[Libre-soc-isa] [Bug 560] big-endian little-endian SV regfile layout idea

Mon Jan 4 15:23:11 GMT 2021

https://bugs.libre-soc.org/show_bug.cgi?id=560

--- Comment #53 from Luke Kenneth Casson Leighton <lkcl at lkcl.net> ---
(In reply to Alexandre Oliva from comment #50)
> ok, I can tell you've got the concept of significance all confused with
> position.
> 
> Significance has to do with the quantity the symbol stands for, not with its
> position.

probably.  or... *deep breath*... i did not mention that the v3.0B and v3.1B
spec use MSB0 bitnumbering.
https://en.wikipedia.org/wiki/Bit_numbering#MSB_0_bit_numbering

whereas both microwatt and libresoc internally use LSB0 numbering
https://en.wikipedia.org/wiki/Bit_numbering#LSB_0_bit_numbering

this causes code to have to do things like 31-i, 7-i, 3-i, 63-i:

https://github.com/antonblanchard/microwatt/blob/39c826aa46a9dd80a12b572373c55d6156c4df07/execute1.vhdl#L841

in the case of CRs this resulted in four months to find and fix a long-standing
bug.

> do you see now why it doesn't make sense that the conversion from BE to LE
> (or vice versa) places the MSByte in the LSByte?

deep breath: it doesn't matter if it "makes sense", it's what the actual code -
the simulator, the HDL of microwatt and the HDL of Libre-SOC - actually do.

and they all pass all unit tests in both LE/BE mode.
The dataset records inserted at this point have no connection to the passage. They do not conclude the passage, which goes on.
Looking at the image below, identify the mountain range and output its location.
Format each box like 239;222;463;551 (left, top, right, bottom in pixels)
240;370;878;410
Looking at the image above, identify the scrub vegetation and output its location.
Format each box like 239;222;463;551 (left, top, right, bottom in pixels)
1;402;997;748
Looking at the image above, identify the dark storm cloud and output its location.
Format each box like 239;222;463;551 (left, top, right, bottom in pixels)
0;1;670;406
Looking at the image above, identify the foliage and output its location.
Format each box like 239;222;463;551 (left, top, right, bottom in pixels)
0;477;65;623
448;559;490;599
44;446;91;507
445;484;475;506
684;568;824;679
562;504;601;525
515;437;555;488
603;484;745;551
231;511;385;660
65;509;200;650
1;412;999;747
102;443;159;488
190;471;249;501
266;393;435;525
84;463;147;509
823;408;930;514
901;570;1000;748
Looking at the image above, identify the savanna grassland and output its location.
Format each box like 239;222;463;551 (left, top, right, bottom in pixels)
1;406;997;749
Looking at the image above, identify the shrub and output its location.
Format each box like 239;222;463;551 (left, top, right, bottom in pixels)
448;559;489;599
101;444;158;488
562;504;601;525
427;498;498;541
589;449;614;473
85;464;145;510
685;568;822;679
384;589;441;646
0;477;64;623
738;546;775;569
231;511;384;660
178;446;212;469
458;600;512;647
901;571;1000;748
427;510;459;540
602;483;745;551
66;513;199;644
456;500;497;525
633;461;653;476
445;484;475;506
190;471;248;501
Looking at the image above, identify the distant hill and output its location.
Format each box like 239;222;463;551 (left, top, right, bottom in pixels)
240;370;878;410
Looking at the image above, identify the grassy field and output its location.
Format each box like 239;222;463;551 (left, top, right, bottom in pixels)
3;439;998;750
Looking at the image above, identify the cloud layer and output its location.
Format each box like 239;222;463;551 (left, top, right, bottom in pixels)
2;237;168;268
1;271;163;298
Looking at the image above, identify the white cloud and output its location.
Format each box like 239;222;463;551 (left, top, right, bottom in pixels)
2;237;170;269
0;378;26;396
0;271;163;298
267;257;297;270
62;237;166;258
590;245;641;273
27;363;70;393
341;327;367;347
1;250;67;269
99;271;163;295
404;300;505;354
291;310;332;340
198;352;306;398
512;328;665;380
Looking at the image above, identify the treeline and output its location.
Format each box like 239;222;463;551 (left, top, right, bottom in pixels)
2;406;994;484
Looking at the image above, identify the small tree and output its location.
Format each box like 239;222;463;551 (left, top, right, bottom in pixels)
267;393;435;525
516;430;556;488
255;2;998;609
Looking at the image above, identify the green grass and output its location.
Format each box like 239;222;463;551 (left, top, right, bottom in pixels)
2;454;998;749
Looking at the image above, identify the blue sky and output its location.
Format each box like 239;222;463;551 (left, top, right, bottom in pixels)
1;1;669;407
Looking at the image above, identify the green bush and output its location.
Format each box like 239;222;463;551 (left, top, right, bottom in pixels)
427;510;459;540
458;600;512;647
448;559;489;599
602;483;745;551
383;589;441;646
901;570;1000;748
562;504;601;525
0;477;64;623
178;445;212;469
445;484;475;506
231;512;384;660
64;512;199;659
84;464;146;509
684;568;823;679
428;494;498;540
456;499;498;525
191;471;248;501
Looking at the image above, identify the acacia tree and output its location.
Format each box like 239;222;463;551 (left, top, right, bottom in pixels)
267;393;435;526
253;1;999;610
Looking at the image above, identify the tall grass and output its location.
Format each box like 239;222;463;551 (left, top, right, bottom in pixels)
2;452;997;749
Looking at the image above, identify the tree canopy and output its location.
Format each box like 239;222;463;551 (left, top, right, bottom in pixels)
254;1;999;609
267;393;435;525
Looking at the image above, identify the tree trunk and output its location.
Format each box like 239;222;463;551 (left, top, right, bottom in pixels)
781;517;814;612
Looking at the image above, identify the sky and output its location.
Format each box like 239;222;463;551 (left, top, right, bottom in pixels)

therefore, the thinking - against "common sense" - has to be adjusted to
IBM's way (PowerISA's way) of thinking.

which is known to be spectacularly weird, including being the only modern ISA
spec to continue to insist on using MSB0 numbering.

sigh.

now, it *could* be as simple as, "despite it not making sense you used the
wrong opcode in the example".  it could be as simple as: you used ld in the
example where you should have used ldbrx, because of the IBM/POWER-weirdness.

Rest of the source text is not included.